2022.07.20

Interview Series: Olga Domanova

By Jesua Epequin

 

The French Tech Beijing team sat with Olga Domanova, a French data scientist to get her insights on AI, China and Data Science applications.

01. What was your background before relocating to China?

My background is a mixture of informatics and biology, I have focused a big part of my career in machine vision: teaching machines to capture and interpret information from image and video data.

AI is an exciting area. « Data scientist » was not a mainstream position when I began my career. Becoming one was a gradual process, a natural transition from my background in life science informatics.

I studied my Bachelor’s in Biotechnology at the Saint Petersburg State Technical University. In 2007 I relocated to Bonn where I obtained a Master’s degree in Life Science Informatics at the Rheinische Friedrich-Wilhelms Universität. This was followed by a Ph.D. in Life Science Informatics at the RWTH Aachen University.

During my graduate studies I worked in parallel for the Fraunhofer Institutes where I was involved in cutting-edge AI applications. The Fraunhofer is the biggest organization for applied sciences in Europe, with 75 institutes spread throughout Germany, specializing on different fields of applied science. Fraunhofer’s inventions are countless, one of its best-known developments is the MP3 audio data compression process.

Afterwards, I spent some time with the French giant l’Oreal, then joined Notocord for a period of three years in Paris. This is a pharmaceutical company (currently owned by Instem) that focuses on the acquisition, display, and analysis of physiological signals. Its key product (Notocord-hem) is used in a wide array of settings, from pharmaceutical companies to hospitals, including research institutes.

 

02. What inspired you to come  work as a data scientist in China?

I relocated to China almost 2 years ago in order to work for Schlumberger as an AI Engineer.

The choice of China is due to its culture and long history. I was also attracted by the sharp professional contrast with the other countries I lived in.

 

03. What are the main differences between doing data science in China and France? In your opinion, which one is leading in artificial intelligence?

The main difference is the speed of work. Here, it is necessary to sometimes work on the weekends, or longer hours during the week. There are however more opportunities in China, especially because it is undoubtedly ahead of France in the artificial intelligence field.

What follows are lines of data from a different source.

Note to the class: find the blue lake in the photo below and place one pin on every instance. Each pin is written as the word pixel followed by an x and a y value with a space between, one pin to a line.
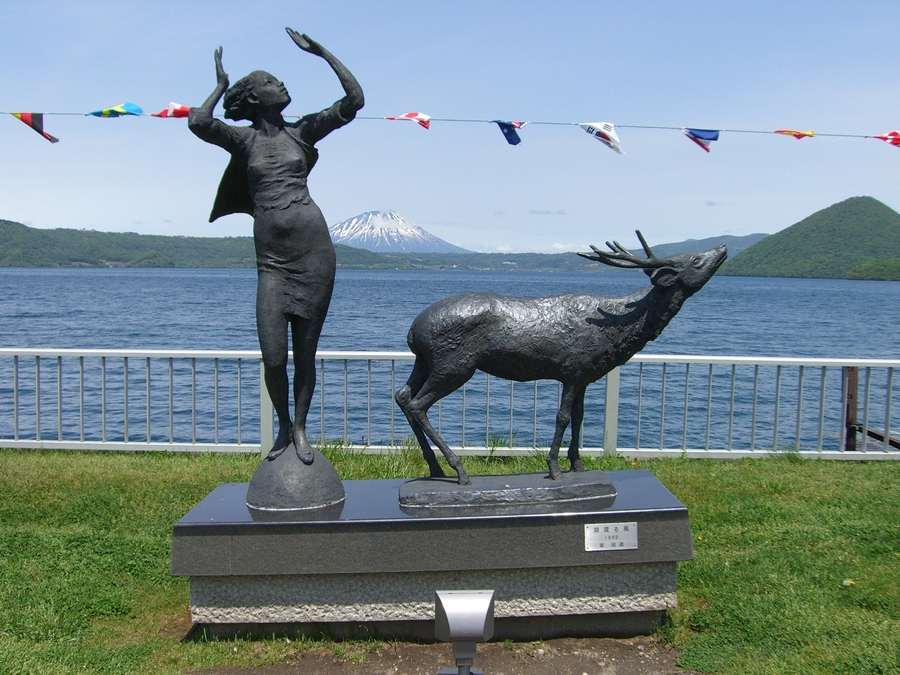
pixel 372 310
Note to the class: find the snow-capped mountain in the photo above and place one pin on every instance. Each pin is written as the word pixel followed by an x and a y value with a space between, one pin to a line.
pixel 388 232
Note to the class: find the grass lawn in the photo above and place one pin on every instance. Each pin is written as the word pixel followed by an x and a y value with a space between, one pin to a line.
pixel 797 566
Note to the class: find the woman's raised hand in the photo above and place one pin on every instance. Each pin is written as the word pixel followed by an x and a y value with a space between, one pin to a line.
pixel 305 42
pixel 221 75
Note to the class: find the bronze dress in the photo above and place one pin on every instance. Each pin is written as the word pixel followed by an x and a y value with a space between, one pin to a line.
pixel 266 178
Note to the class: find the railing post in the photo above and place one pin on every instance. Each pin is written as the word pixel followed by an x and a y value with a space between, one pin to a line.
pixel 611 413
pixel 266 414
pixel 851 395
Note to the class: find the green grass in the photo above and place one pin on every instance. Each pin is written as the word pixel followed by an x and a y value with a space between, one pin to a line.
pixel 85 540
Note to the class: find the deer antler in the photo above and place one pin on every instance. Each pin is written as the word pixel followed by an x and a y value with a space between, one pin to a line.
pixel 622 257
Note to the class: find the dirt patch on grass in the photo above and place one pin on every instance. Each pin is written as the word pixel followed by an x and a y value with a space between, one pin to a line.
pixel 636 656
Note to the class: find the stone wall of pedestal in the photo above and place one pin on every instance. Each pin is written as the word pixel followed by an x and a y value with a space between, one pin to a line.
pixel 377 567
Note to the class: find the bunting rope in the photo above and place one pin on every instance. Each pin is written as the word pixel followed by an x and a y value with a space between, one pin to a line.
pixel 602 131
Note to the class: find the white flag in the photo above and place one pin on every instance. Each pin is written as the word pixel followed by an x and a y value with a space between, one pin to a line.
pixel 603 132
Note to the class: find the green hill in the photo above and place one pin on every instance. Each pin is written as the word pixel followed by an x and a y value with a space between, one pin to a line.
pixel 856 238
pixel 23 246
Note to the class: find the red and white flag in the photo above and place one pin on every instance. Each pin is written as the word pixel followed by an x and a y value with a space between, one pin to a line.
pixel 174 110
pixel 421 119
pixel 892 137
pixel 796 133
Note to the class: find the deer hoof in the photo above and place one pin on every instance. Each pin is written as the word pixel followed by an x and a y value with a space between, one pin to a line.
pixel 554 470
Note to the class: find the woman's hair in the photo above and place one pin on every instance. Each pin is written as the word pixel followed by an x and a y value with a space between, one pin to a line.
pixel 237 107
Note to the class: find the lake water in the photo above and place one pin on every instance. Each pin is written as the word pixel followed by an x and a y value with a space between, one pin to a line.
pixel 372 310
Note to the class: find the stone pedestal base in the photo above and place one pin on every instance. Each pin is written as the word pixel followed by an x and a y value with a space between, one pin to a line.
pixel 373 569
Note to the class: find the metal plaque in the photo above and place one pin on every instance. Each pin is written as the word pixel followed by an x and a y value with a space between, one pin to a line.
pixel 610 537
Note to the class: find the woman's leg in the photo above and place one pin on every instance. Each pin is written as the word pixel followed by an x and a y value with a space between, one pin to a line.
pixel 271 325
pixel 305 338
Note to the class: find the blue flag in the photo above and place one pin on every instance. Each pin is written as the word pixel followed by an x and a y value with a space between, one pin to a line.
pixel 509 131
pixel 702 137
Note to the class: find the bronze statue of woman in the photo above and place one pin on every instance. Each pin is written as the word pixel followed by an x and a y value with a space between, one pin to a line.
pixel 266 178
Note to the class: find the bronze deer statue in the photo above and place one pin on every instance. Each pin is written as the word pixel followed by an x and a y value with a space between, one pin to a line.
pixel 575 338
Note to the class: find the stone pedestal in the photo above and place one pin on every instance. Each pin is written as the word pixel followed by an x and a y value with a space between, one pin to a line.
pixel 372 568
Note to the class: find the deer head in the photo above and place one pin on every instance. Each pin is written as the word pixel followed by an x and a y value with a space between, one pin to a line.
pixel 689 270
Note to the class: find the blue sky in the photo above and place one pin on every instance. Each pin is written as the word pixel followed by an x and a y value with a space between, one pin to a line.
pixel 825 66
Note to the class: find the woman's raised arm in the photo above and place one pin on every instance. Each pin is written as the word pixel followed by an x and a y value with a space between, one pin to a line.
pixel 354 99
pixel 200 119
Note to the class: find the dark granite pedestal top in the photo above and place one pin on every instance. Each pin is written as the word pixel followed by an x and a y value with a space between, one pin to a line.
pixel 370 533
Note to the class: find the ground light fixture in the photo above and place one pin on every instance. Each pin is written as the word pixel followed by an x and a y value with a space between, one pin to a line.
pixel 463 618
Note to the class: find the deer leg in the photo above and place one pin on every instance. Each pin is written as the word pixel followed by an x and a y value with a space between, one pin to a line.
pixel 433 390
pixel 403 397
pixel 563 416
pixel 577 419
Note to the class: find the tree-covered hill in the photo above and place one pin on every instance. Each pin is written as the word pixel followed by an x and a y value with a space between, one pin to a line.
pixel 856 238
pixel 23 246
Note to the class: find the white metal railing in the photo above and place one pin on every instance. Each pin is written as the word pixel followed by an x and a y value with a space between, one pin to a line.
pixel 655 405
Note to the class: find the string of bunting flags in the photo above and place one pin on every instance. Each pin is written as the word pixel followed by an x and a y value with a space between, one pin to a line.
pixel 605 132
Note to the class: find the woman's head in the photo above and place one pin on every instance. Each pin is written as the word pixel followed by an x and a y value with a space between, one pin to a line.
pixel 258 90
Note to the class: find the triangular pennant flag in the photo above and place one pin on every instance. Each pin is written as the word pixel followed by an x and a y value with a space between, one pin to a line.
pixel 892 137
pixel 795 133
pixel 603 132
pixel 36 122
pixel 702 137
pixel 509 130
pixel 421 119
pixel 118 111
pixel 174 110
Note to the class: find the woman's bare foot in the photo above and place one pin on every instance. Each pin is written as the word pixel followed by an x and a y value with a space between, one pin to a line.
pixel 303 447
pixel 285 436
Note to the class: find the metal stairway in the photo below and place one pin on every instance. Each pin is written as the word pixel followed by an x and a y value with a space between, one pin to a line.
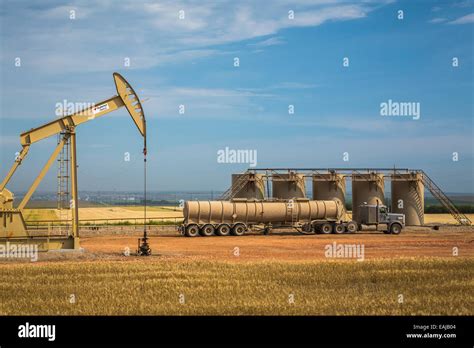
pixel 444 200
pixel 63 197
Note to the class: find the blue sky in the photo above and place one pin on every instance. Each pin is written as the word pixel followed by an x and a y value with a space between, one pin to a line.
pixel 283 61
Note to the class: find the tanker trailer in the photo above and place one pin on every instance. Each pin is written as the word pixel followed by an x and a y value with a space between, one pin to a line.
pixel 237 216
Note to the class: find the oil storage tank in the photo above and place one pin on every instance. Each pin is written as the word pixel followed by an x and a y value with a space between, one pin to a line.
pixel 287 186
pixel 367 188
pixel 248 185
pixel 408 197
pixel 330 186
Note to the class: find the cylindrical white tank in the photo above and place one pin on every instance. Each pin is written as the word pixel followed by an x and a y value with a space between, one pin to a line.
pixel 367 188
pixel 408 197
pixel 255 212
pixel 248 185
pixel 287 186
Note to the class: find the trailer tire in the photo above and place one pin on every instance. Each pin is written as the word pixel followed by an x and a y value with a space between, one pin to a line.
pixel 191 230
pixel 238 229
pixel 395 228
pixel 339 228
pixel 326 228
pixel 207 230
pixel 223 230
pixel 352 227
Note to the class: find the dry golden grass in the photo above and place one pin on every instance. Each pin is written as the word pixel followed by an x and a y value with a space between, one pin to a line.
pixel 153 286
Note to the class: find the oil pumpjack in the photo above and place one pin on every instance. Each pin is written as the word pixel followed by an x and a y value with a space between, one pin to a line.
pixel 12 224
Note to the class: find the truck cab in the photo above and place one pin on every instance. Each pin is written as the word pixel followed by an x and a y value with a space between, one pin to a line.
pixel 377 214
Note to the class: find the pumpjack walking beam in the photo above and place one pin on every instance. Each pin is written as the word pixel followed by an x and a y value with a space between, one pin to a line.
pixel 13 225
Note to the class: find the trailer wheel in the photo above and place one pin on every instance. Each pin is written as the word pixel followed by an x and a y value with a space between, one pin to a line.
pixel 339 228
pixel 223 230
pixel 395 229
pixel 238 229
pixel 207 230
pixel 352 227
pixel 326 228
pixel 192 230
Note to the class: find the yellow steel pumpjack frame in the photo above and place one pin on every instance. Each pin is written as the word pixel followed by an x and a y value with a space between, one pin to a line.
pixel 13 228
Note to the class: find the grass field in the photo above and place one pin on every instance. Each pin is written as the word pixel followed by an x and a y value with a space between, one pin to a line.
pixel 156 286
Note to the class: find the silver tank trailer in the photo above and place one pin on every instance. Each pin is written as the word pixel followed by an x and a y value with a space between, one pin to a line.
pixel 214 214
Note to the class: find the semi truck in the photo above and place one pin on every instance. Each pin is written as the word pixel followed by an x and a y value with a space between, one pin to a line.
pixel 237 216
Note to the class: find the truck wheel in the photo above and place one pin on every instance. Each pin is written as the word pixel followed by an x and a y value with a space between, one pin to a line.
pixel 395 229
pixel 352 227
pixel 207 230
pixel 238 229
pixel 339 228
pixel 192 230
pixel 326 228
pixel 223 230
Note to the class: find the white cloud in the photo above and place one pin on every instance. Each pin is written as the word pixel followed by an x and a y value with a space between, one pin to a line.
pixel 272 41
pixel 438 20
pixel 464 20
pixel 151 33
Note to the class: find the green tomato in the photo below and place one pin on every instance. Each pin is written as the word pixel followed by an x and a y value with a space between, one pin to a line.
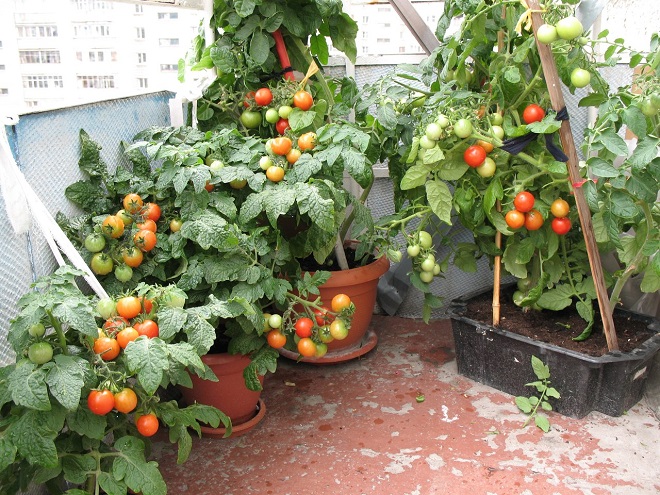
pixel 546 34
pixel 95 242
pixel 272 116
pixel 569 28
pixel 40 352
pixel 580 78
pixel 413 250
pixel 107 308
pixel 425 239
pixel 37 330
pixel 284 111
pixel 463 128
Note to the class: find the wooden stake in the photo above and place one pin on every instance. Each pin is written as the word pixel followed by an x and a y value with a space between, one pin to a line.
pixel 566 136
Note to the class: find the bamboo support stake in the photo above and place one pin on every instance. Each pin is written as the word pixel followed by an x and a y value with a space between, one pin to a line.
pixel 566 136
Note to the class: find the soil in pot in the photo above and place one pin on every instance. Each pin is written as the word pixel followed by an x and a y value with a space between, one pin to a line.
pixel 557 327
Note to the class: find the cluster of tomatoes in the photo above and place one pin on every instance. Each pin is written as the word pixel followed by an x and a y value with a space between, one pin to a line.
pixel 312 336
pixel 138 220
pixel 125 320
pixel 525 215
pixel 420 249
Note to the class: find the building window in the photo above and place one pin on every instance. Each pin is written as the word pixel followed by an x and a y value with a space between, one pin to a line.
pixel 96 82
pixel 39 56
pixel 37 31
pixel 32 82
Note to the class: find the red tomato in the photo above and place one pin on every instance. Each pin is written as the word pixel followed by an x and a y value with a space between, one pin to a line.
pixel 474 156
pixel 303 100
pixel 304 327
pixel 533 113
pixel 524 201
pixel 263 97
pixel 561 225
pixel 100 402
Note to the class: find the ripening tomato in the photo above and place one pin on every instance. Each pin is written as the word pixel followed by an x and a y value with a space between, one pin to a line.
pixel 524 201
pixel 126 336
pixel 132 203
pixel 560 208
pixel 145 240
pixel 152 212
pixel 276 339
pixel 147 424
pixel 281 145
pixel 339 302
pixel 101 402
pixel 533 220
pixel 282 125
pixel 306 347
pixel 263 97
pixel 303 100
pixel 561 225
pixel 304 327
pixel 113 226
pixel 474 155
pixel 533 113
pixel 514 219
pixel 149 328
pixel 128 307
pixel 125 400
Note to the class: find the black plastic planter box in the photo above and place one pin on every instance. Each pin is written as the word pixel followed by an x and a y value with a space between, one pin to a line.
pixel 611 383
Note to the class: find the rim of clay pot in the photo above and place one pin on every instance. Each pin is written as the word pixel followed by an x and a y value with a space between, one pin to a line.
pixel 237 430
pixel 367 343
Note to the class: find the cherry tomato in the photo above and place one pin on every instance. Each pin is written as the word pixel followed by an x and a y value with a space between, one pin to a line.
pixel 125 400
pixel 132 256
pixel 132 203
pixel 533 220
pixel 147 425
pixel 303 100
pixel 126 336
pixel 101 402
pixel 514 219
pixel 107 348
pixel 148 328
pixel 276 339
pixel 533 113
pixel 281 145
pixel 113 226
pixel 474 155
pixel 524 201
pixel 128 307
pixel 560 208
pixel 304 327
pixel 263 97
pixel 561 225
pixel 145 240
pixel 282 125
pixel 101 264
pixel 339 302
pixel 306 347
pixel 152 212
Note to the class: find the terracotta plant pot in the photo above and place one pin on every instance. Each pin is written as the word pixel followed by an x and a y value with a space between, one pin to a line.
pixel 229 393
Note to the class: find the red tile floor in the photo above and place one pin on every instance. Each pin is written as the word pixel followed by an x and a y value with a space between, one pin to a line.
pixel 357 428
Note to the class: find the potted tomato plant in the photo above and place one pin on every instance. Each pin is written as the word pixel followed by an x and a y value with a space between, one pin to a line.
pixel 82 401
pixel 484 151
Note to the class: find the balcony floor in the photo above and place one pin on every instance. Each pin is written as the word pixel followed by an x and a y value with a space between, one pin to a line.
pixel 357 428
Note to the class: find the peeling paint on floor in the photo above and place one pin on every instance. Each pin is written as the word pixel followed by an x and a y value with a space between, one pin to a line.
pixel 358 428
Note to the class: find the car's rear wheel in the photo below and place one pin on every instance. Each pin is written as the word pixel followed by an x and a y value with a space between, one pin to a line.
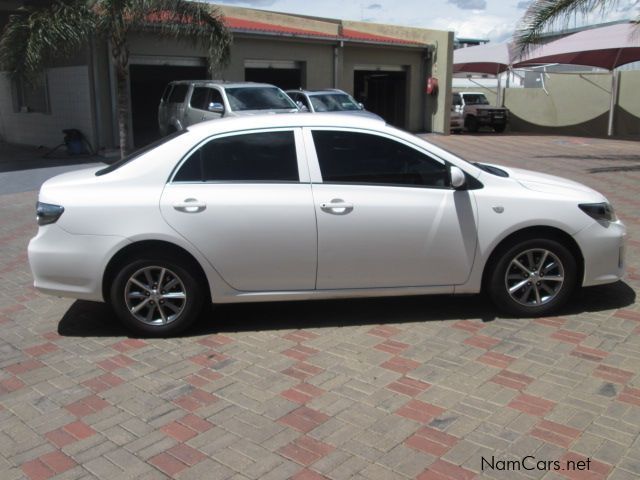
pixel 156 296
pixel 533 277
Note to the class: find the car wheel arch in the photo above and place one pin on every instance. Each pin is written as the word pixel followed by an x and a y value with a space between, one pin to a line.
pixel 534 232
pixel 161 247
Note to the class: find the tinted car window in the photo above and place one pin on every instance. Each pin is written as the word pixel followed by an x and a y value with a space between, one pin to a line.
pixel 333 102
pixel 203 96
pixel 166 92
pixel 178 93
pixel 351 157
pixel 200 98
pixel 254 157
pixel 259 98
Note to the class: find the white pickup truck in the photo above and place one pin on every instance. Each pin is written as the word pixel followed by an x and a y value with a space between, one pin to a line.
pixel 476 111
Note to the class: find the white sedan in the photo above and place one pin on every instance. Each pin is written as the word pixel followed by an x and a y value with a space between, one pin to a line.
pixel 293 207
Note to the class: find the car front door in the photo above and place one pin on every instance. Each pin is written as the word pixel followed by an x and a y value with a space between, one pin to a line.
pixel 386 214
pixel 245 202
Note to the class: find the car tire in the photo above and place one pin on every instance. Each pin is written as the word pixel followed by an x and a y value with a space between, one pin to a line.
pixel 157 296
pixel 472 124
pixel 532 277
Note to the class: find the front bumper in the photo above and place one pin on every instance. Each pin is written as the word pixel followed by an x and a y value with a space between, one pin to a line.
pixel 603 249
pixel 69 265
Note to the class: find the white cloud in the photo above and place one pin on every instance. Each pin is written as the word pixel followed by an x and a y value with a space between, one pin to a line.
pixel 496 29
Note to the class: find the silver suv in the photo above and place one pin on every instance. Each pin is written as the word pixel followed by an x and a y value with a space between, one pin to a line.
pixel 186 102
pixel 476 111
pixel 329 100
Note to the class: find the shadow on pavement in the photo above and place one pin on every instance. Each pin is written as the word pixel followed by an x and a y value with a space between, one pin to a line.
pixel 97 319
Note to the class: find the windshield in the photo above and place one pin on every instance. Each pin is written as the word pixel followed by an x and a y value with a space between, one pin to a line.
pixel 333 102
pixel 259 98
pixel 475 99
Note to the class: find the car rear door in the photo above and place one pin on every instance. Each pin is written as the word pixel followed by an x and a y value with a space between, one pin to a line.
pixel 244 201
pixel 386 215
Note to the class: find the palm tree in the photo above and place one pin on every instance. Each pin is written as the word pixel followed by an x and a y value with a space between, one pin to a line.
pixel 42 31
pixel 543 14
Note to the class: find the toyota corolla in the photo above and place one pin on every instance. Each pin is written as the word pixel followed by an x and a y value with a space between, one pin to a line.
pixel 292 207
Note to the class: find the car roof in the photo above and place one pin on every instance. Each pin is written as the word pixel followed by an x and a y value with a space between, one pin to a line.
pixel 283 120
pixel 317 92
pixel 223 83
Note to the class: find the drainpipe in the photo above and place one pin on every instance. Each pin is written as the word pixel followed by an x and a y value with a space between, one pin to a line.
pixel 615 83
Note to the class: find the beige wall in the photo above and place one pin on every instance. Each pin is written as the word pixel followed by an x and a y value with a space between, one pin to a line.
pixel 423 113
pixel 576 104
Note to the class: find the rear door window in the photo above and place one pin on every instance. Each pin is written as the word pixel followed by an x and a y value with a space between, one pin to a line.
pixel 360 158
pixel 250 157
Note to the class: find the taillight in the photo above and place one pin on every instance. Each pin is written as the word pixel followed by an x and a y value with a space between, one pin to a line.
pixel 47 213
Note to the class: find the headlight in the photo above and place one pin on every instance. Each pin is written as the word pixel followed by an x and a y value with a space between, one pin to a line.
pixel 599 211
pixel 47 213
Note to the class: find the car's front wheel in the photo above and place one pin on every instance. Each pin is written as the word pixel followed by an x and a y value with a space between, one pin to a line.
pixel 156 296
pixel 533 277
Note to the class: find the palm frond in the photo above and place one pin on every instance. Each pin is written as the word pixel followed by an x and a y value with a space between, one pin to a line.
pixel 198 23
pixel 34 36
pixel 544 14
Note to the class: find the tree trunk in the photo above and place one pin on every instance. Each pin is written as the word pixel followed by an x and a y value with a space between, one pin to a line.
pixel 122 93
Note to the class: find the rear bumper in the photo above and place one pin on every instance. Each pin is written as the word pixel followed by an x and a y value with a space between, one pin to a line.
pixel 70 265
pixel 603 249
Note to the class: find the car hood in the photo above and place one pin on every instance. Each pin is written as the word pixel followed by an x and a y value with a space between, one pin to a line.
pixel 542 182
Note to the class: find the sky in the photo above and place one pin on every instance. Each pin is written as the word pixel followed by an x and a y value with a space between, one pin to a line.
pixel 488 19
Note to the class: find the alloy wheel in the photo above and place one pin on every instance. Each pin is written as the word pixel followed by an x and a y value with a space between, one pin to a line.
pixel 534 277
pixel 155 295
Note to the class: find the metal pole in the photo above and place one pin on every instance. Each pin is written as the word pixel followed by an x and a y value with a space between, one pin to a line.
pixel 615 75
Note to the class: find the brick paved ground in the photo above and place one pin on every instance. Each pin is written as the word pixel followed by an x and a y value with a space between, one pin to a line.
pixel 377 389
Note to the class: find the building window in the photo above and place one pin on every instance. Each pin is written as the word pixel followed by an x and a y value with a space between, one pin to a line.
pixel 30 97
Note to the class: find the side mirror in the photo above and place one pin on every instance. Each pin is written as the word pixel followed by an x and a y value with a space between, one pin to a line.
pixel 216 107
pixel 457 177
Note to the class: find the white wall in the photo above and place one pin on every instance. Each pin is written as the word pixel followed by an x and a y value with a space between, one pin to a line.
pixel 70 102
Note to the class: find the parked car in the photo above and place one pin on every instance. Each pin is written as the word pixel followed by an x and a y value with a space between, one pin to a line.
pixel 476 112
pixel 329 100
pixel 456 122
pixel 188 102
pixel 293 207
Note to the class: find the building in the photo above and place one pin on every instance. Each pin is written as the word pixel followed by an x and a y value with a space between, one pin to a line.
pixel 386 67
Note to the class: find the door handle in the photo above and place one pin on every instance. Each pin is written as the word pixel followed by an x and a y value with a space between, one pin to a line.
pixel 190 205
pixel 337 206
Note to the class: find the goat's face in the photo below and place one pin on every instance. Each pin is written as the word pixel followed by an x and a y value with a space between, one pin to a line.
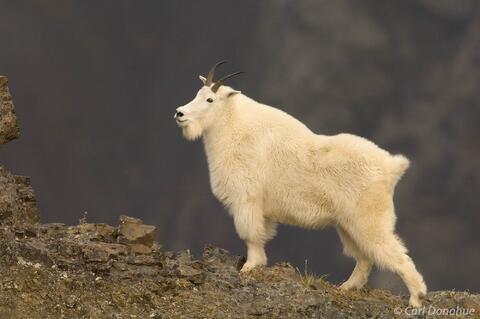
pixel 203 111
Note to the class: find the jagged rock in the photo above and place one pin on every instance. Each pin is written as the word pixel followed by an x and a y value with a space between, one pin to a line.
pixel 138 236
pixel 17 200
pixel 102 252
pixel 8 121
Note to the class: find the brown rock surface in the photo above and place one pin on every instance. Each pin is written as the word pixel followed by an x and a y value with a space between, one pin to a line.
pixel 8 121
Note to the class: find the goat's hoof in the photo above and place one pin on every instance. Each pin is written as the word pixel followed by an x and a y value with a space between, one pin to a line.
pixel 415 301
pixel 346 286
pixel 248 267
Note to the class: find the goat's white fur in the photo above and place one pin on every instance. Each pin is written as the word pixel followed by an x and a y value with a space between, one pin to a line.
pixel 267 167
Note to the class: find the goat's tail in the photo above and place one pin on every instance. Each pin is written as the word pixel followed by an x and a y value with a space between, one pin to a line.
pixel 398 166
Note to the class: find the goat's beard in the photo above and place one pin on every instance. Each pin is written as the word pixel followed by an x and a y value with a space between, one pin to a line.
pixel 192 131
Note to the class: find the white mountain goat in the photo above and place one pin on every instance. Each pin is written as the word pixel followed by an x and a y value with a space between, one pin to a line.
pixel 267 167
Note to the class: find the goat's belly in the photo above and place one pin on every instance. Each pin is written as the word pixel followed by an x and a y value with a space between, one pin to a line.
pixel 301 214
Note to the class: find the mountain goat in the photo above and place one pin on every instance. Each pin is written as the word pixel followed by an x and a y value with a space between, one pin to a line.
pixel 267 167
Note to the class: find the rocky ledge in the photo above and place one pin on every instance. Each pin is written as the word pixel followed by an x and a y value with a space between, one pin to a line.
pixel 100 271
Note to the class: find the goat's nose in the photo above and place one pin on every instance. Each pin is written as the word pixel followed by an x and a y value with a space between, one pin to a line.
pixel 178 114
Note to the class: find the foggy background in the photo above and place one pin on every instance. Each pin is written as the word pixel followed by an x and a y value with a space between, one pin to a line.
pixel 95 84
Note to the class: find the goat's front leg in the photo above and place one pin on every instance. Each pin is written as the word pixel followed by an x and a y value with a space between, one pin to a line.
pixel 255 230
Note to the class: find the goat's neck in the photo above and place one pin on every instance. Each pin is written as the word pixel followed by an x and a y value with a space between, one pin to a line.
pixel 219 138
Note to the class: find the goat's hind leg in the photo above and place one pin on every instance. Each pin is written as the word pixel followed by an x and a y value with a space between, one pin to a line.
pixel 363 267
pixel 387 251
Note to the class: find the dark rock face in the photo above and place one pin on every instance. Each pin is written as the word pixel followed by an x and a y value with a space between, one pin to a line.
pixel 404 74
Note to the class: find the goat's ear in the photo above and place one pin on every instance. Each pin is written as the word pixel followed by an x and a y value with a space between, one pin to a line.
pixel 233 92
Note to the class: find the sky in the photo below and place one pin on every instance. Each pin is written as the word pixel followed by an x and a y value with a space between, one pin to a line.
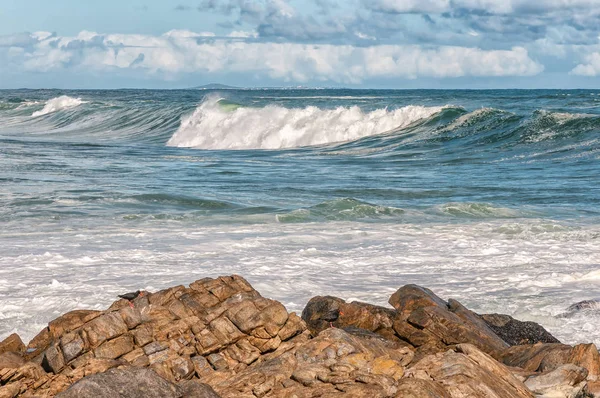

One reason China is ahead is the mentality of Chinese entrepreneurs; they are willing to make any sacrifice to succeed, this means harsh competition and long working hours. Also, thanks to the widespread use of phone apps, there is a wealth of data available in China that is hard to match.

 

 04. What do you think are some promising applications of AI (in particular, image processing) yet to be implemented in China?

An interesting use of AI could be remote diagnosis. Using pictures taken by the patient offers the benefit of receiving advanced medical care without having to travel long distances, which is specially useful for elderly patients and people in rural areas.

However, this system would increase the burden on specialists by expanding the doctor’s geographic coverage. As a solution to that problem, deep learning-based artificial intelligence is expected to reduce the burden on doctors.

Remote diagnosis is already being used in the Republic of Congo; a venture company from Keio University School of Medicine has developed Smart Eye Camera (SEC), an ophthalmic medical device that can be attached to smartphones. An ophthalmologist from Japan examines an ophthalmological image taken using the SEC’s dedicated app. As a result, ophthalmic diseases were found in about 10% of the patients. These were later treated by a local ophthalmologist.

 

05. What was the focus of your PhD research?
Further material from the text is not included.